A la fin de cette séance, on lève le secret. Les images sélectionnées, qui sont donc des photogrammes tirés du corpus de séquences filmées, sont imprimées sur des feuilles (format A4) et placées au mur, avec les mots correspondants qui sont apparus grâce aux dessins. Les mêmes images sont imprimées en petit format pour que chaque participant les conserve aussi dans un cahier individuel.
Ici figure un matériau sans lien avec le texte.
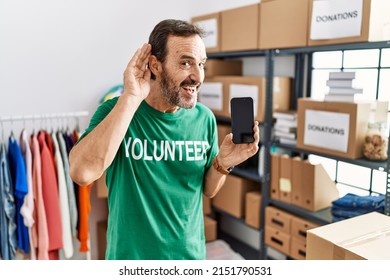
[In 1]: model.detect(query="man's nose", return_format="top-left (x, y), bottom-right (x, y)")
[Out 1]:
top-left (190, 65), bottom-right (204, 83)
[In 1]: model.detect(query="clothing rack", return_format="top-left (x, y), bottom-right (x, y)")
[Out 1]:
top-left (0, 111), bottom-right (91, 260)
top-left (0, 111), bottom-right (89, 122)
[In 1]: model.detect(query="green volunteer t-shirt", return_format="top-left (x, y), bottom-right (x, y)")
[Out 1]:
top-left (84, 98), bottom-right (218, 260)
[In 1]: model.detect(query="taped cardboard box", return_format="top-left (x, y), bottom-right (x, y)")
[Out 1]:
top-left (308, 0), bottom-right (390, 46)
top-left (203, 216), bottom-right (217, 242)
top-left (270, 153), bottom-right (280, 200)
top-left (217, 123), bottom-right (232, 147)
top-left (279, 154), bottom-right (292, 203)
top-left (306, 212), bottom-right (390, 260)
top-left (259, 0), bottom-right (311, 49)
top-left (265, 206), bottom-right (293, 235)
top-left (297, 98), bottom-right (371, 159)
top-left (212, 175), bottom-right (260, 218)
top-left (264, 225), bottom-right (291, 255)
top-left (289, 236), bottom-right (306, 260)
top-left (191, 13), bottom-right (221, 53)
top-left (204, 59), bottom-right (242, 78)
top-left (221, 4), bottom-right (260, 52)
top-left (291, 216), bottom-right (319, 244)
top-left (291, 159), bottom-right (339, 211)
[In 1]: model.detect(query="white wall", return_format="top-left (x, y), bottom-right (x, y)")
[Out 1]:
top-left (0, 0), bottom-right (268, 259)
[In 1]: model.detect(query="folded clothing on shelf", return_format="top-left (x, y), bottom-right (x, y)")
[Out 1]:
top-left (331, 193), bottom-right (385, 222)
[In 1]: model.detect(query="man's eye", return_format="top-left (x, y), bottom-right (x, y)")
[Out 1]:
top-left (181, 61), bottom-right (191, 67)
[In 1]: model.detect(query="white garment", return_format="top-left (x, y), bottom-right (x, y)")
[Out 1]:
top-left (51, 132), bottom-right (73, 259)
top-left (19, 129), bottom-right (37, 260)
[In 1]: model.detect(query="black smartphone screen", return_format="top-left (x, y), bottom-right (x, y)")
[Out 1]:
top-left (230, 97), bottom-right (255, 144)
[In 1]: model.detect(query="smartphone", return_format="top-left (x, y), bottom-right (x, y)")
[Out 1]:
top-left (230, 97), bottom-right (255, 144)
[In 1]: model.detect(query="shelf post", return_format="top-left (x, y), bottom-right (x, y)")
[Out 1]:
top-left (259, 50), bottom-right (275, 260)
top-left (385, 128), bottom-right (390, 216)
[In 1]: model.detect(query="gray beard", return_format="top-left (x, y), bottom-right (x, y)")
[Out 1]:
top-left (160, 71), bottom-right (196, 109)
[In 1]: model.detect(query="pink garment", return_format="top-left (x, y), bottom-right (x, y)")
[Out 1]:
top-left (19, 129), bottom-right (36, 260)
top-left (38, 131), bottom-right (62, 259)
top-left (30, 135), bottom-right (49, 260)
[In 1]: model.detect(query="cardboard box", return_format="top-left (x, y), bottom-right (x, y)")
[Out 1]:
top-left (289, 236), bottom-right (306, 260)
top-left (264, 225), bottom-right (290, 255)
top-left (265, 206), bottom-right (292, 235)
top-left (291, 156), bottom-right (305, 205)
top-left (94, 172), bottom-right (108, 198)
top-left (204, 59), bottom-right (242, 78)
top-left (97, 221), bottom-right (107, 260)
top-left (191, 13), bottom-right (221, 53)
top-left (259, 0), bottom-right (311, 49)
top-left (291, 216), bottom-right (319, 243)
top-left (297, 98), bottom-right (371, 159)
top-left (212, 175), bottom-right (260, 218)
top-left (308, 0), bottom-right (390, 46)
top-left (293, 160), bottom-right (339, 211)
top-left (279, 155), bottom-right (292, 203)
top-left (198, 76), bottom-right (229, 116)
top-left (270, 153), bottom-right (280, 200)
top-left (245, 191), bottom-right (261, 229)
top-left (306, 212), bottom-right (390, 260)
top-left (203, 216), bottom-right (217, 242)
top-left (221, 4), bottom-right (260, 52)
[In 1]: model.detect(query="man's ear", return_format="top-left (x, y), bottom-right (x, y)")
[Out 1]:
top-left (149, 55), bottom-right (162, 80)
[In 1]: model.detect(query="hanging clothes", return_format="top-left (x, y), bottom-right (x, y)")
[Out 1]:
top-left (38, 130), bottom-right (63, 260)
top-left (8, 134), bottom-right (30, 254)
top-left (30, 135), bottom-right (49, 260)
top-left (0, 143), bottom-right (18, 260)
top-left (19, 129), bottom-right (36, 260)
top-left (51, 132), bottom-right (73, 259)
top-left (57, 131), bottom-right (78, 237)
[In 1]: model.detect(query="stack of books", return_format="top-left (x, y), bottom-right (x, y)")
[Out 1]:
top-left (324, 72), bottom-right (363, 102)
top-left (273, 110), bottom-right (298, 145)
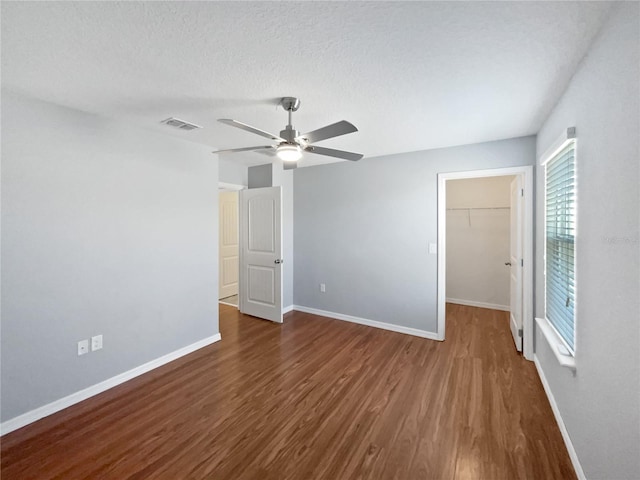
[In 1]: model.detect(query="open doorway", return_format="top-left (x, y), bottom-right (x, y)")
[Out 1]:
top-left (218, 183), bottom-right (242, 308)
top-left (438, 166), bottom-right (533, 360)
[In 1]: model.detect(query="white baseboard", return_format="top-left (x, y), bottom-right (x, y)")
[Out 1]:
top-left (0, 333), bottom-right (221, 435)
top-left (293, 305), bottom-right (440, 340)
top-left (533, 354), bottom-right (587, 480)
top-left (447, 298), bottom-right (511, 312)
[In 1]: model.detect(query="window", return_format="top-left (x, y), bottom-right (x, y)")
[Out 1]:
top-left (545, 139), bottom-right (576, 354)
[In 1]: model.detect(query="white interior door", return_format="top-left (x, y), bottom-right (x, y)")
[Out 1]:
top-left (240, 187), bottom-right (282, 323)
top-left (509, 175), bottom-right (523, 352)
top-left (218, 192), bottom-right (240, 298)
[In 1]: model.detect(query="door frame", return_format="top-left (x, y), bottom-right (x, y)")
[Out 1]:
top-left (218, 182), bottom-right (247, 310)
top-left (437, 165), bottom-right (535, 361)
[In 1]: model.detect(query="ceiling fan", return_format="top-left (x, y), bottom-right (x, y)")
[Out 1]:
top-left (212, 97), bottom-right (364, 170)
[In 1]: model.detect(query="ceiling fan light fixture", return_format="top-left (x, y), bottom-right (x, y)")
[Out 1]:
top-left (276, 143), bottom-right (302, 162)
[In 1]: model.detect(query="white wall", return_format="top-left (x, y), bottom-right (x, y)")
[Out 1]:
top-left (294, 137), bottom-right (535, 333)
top-left (1, 91), bottom-right (218, 422)
top-left (446, 176), bottom-right (515, 310)
top-left (536, 2), bottom-right (640, 479)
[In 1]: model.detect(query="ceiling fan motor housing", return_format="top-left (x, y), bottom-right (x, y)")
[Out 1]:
top-left (280, 125), bottom-right (300, 144)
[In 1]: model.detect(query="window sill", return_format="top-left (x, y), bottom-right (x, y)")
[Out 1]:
top-left (536, 318), bottom-right (576, 372)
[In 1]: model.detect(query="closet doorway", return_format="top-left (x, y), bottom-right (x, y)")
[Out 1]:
top-left (218, 183), bottom-right (242, 307)
top-left (438, 166), bottom-right (533, 360)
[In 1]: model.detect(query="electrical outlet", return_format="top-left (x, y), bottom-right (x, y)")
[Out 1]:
top-left (78, 340), bottom-right (89, 355)
top-left (91, 335), bottom-right (102, 352)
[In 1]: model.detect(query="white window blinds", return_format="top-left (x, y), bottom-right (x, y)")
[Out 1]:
top-left (545, 141), bottom-right (576, 353)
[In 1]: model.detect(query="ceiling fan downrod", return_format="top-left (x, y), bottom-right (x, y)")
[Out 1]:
top-left (280, 97), bottom-right (300, 145)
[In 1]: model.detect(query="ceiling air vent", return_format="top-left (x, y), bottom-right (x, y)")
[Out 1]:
top-left (160, 117), bottom-right (202, 130)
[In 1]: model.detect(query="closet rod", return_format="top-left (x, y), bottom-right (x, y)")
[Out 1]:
top-left (447, 207), bottom-right (511, 210)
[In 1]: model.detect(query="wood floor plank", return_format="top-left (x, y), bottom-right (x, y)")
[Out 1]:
top-left (1, 305), bottom-right (575, 480)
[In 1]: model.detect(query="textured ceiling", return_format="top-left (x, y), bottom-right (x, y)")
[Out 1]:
top-left (2, 1), bottom-right (612, 165)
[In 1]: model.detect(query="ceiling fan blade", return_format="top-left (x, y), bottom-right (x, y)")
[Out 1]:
top-left (218, 118), bottom-right (286, 142)
top-left (211, 145), bottom-right (276, 153)
top-left (296, 120), bottom-right (358, 143)
top-left (304, 145), bottom-right (364, 162)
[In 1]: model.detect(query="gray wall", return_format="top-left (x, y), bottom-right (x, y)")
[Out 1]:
top-left (218, 158), bottom-right (249, 186)
top-left (536, 2), bottom-right (640, 479)
top-left (247, 163), bottom-right (273, 188)
top-left (294, 137), bottom-right (535, 332)
top-left (1, 91), bottom-right (218, 421)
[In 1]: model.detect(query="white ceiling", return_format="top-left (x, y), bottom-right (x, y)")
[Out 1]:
top-left (2, 1), bottom-right (612, 165)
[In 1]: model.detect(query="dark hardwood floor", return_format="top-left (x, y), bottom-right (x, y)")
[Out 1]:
top-left (1, 305), bottom-right (575, 480)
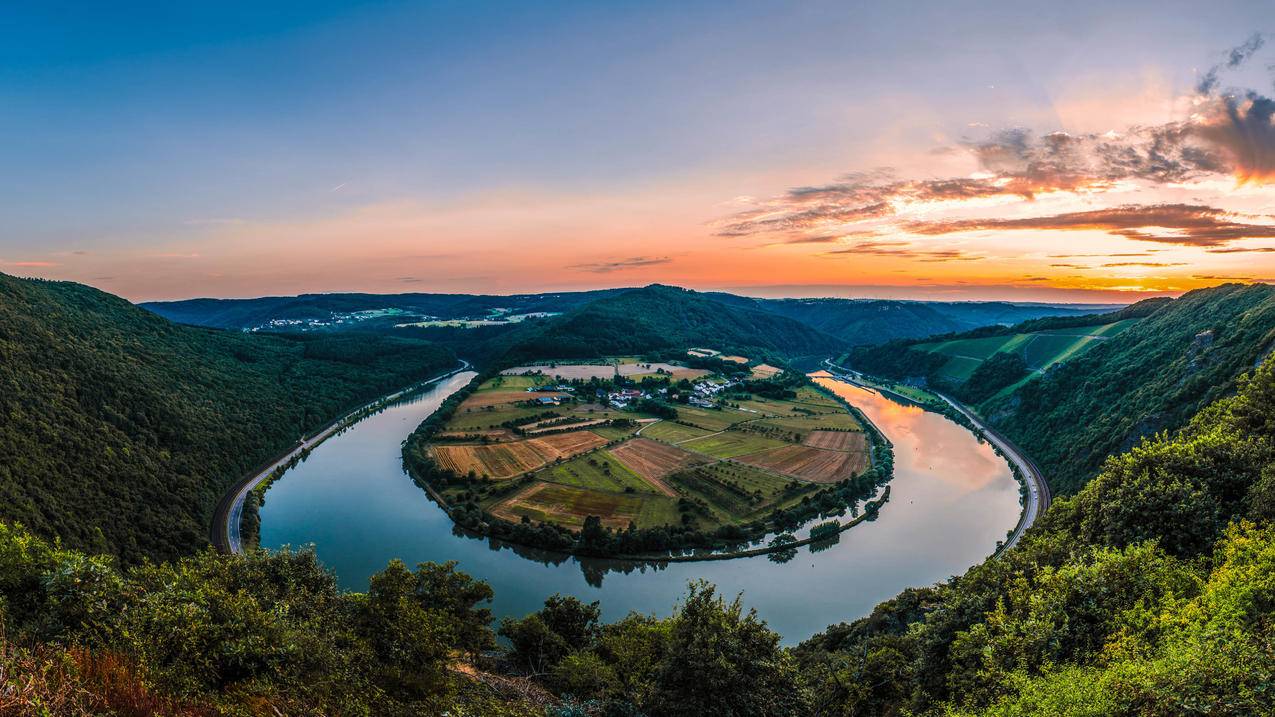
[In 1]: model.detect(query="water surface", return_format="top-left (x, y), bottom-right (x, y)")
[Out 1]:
top-left (261, 373), bottom-right (1020, 635)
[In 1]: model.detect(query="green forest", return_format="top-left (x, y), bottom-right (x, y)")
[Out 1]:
top-left (0, 331), bottom-right (1275, 717)
top-left (0, 274), bottom-right (455, 564)
top-left (847, 285), bottom-right (1275, 492)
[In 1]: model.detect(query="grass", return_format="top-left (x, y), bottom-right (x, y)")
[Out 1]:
top-left (641, 421), bottom-right (713, 443)
top-left (590, 426), bottom-right (645, 440)
top-left (915, 319), bottom-right (1137, 385)
top-left (476, 376), bottom-right (547, 393)
top-left (492, 484), bottom-right (681, 529)
top-left (680, 431), bottom-right (784, 458)
top-left (428, 359), bottom-right (877, 529)
top-left (748, 412), bottom-right (863, 440)
top-left (446, 403), bottom-right (548, 431)
top-left (536, 450), bottom-right (655, 492)
top-left (668, 406), bottom-right (757, 435)
top-left (668, 462), bottom-right (815, 528)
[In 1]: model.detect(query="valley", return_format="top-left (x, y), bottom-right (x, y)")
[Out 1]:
top-left (404, 357), bottom-right (889, 555)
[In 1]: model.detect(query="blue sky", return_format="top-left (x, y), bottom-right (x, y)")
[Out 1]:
top-left (0, 1), bottom-right (1270, 299)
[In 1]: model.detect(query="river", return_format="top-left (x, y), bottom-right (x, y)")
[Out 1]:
top-left (261, 371), bottom-right (1020, 635)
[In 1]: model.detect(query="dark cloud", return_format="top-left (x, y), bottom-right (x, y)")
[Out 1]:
top-left (1196, 32), bottom-right (1266, 94)
top-left (718, 34), bottom-right (1275, 246)
top-left (903, 204), bottom-right (1275, 246)
top-left (825, 241), bottom-right (983, 262)
top-left (1192, 92), bottom-right (1275, 181)
top-left (1049, 249), bottom-right (1164, 259)
top-left (1207, 246), bottom-right (1275, 254)
top-left (567, 256), bottom-right (672, 274)
top-left (1103, 262), bottom-right (1187, 269)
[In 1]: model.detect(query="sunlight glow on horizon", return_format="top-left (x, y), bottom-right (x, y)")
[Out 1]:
top-left (0, 4), bottom-right (1275, 302)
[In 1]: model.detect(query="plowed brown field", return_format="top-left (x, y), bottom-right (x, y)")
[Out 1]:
top-left (802, 431), bottom-right (867, 450)
top-left (736, 445), bottom-right (867, 484)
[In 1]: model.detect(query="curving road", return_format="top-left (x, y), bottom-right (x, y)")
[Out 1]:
top-left (824, 360), bottom-right (1052, 558)
top-left (929, 389), bottom-right (1052, 555)
top-left (209, 359), bottom-right (469, 552)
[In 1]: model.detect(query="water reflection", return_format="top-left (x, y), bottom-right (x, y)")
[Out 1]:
top-left (261, 374), bottom-right (1019, 643)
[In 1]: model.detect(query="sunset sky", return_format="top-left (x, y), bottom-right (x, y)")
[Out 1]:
top-left (0, 0), bottom-right (1275, 302)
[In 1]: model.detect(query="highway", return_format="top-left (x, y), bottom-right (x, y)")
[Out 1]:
top-left (209, 360), bottom-right (469, 552)
top-left (824, 360), bottom-right (1052, 555)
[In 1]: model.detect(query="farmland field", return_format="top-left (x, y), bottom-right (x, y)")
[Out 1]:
top-left (611, 438), bottom-right (705, 485)
top-left (738, 445), bottom-right (867, 484)
top-left (747, 412), bottom-right (863, 441)
top-left (431, 431), bottom-right (607, 480)
top-left (752, 364), bottom-right (780, 379)
top-left (668, 462), bottom-right (812, 524)
top-left (678, 431), bottom-right (784, 458)
top-left (537, 450), bottom-right (664, 494)
top-left (914, 319), bottom-right (1137, 385)
top-left (677, 406), bottom-right (757, 431)
top-left (641, 421), bottom-right (713, 443)
top-left (430, 357), bottom-right (867, 529)
top-left (491, 482), bottom-right (657, 529)
top-left (802, 431), bottom-right (868, 450)
top-left (501, 364), bottom-right (616, 380)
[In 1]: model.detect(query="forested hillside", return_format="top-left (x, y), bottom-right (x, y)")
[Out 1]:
top-left (847, 285), bottom-right (1275, 492)
top-left (501, 285), bottom-right (844, 361)
top-left (709, 293), bottom-right (1111, 346)
top-left (140, 290), bottom-right (626, 329)
top-left (142, 288), bottom-right (1111, 357)
top-left (0, 326), bottom-right (1275, 717)
top-left (982, 285), bottom-right (1275, 492)
top-left (798, 349), bottom-right (1275, 717)
top-left (0, 274), bottom-right (455, 563)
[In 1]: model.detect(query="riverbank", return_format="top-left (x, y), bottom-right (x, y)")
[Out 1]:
top-left (402, 376), bottom-right (894, 561)
top-left (824, 361), bottom-right (1052, 558)
top-left (209, 359), bottom-right (469, 552)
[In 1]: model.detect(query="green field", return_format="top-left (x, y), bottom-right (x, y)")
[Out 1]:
top-left (668, 406), bottom-right (757, 426)
top-left (748, 411), bottom-right (863, 438)
top-left (914, 319), bottom-right (1137, 387)
top-left (589, 426), bottom-right (641, 440)
top-left (536, 450), bottom-right (658, 492)
top-left (641, 421), bottom-right (713, 443)
top-left (668, 462), bottom-right (813, 528)
top-left (493, 484), bottom-right (681, 529)
top-left (476, 376), bottom-right (548, 393)
top-left (678, 431), bottom-right (784, 458)
top-left (428, 367), bottom-right (861, 529)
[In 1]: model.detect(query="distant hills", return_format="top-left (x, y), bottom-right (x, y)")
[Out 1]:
top-left (142, 285), bottom-right (1114, 357)
top-left (487, 285), bottom-right (845, 361)
top-left (0, 274), bottom-right (455, 563)
top-left (845, 285), bottom-right (1275, 492)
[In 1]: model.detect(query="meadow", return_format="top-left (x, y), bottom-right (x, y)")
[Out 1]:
top-left (430, 359), bottom-right (870, 531)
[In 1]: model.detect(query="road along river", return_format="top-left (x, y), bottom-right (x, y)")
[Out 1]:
top-left (253, 371), bottom-right (1020, 635)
Le processus doit veiller à conserver une grande part d’imprévisible, c’est le jeu de cette progression dans laquelle on reste ouvert en permanence, en mouvement, en déplacement. Il faut cependant que l’artiste soit sûr de ce qu’il amène, il ne peut pas mettre en danger la confiance que les jeunes lui accordent et qui s’établit dans le groupe, dans ce faire-ensemble. Il faut donc être capable d’articuler : des outils et règles de fonctionnement, ou de jeu, clairement nommés et des improbables mises en relation, qui amènent une série d’effets de surprise.

Les effets inattendus, la logique de surprise, de jeu, de frottement, sont indispensables, elles garantissent un terrain d’expérience qui agite et active les désirs de dire, de raconter, de regarder et de proposer, avec des possibilités pour les participants de s’approprier ces règles supports.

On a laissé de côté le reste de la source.